ARQUIVO
EXPRESSO, Cartaz, 1 de Junho de 1991. pp. 38-39 (Actual / Opinião)
"A cultura do ressentimento"
Edite Estrela e António Reis apresentaram no passado sábado, num hotel de Lisboa, as propostas do Partido Socialista para o sector da cultura. A quatro meses das eleições, um extenso documento intitulado «A política cultural do PS em debate» foi oferecido à apreciação dos «agentes culturais»; a quatro meses das eleições, também, Edite Estrela e António Reis perfilaram-se como candidatos à pasta da cultura num possível governo socialista.

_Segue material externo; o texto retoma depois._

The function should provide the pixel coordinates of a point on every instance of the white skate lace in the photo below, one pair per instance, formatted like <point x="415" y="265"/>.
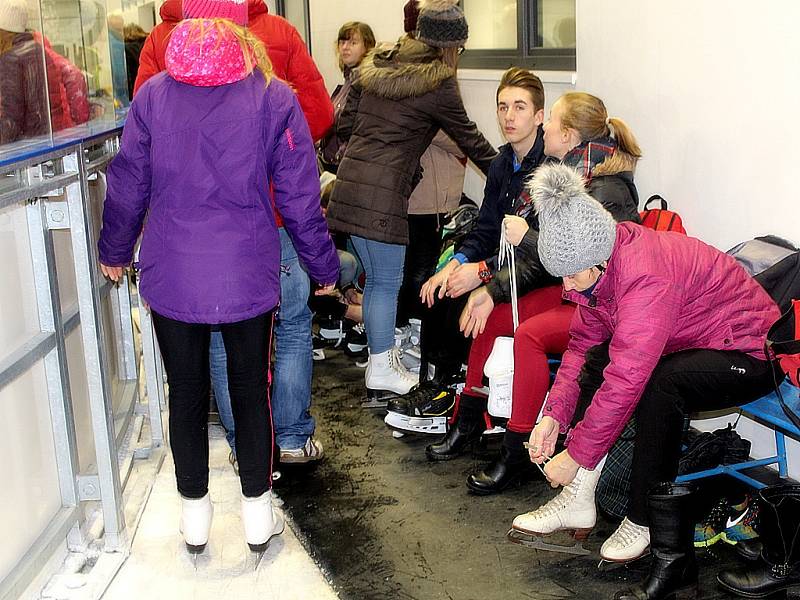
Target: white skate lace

Acontece, entretanto, que as propostas formuladas se revelam absolutamente distanciadas da actual realidade do sector (por efeito do longo afastamento do Poder?, por sobrevivência de um quadro ideológico de referência que impede a compreensão das dinâmicas culturais que atravessam o quotidiano?). São todas as marcas da velha ideia da «mudança das mentalidades», do entendimento burocrático e livresco da cultura como o plano mais «nobre» de uma política de instrução pública de modelo oitocentista, que se reconhecem como inspiradoras do documento. O prazo parece ser curto para que, neste domínio e nesta direcção, a intervenção socialista venha a revelar-se mobilizadora, ou sequer positiva num contexto que é, por outro lado, o do caos generalizado no campo da política governamental da cultura.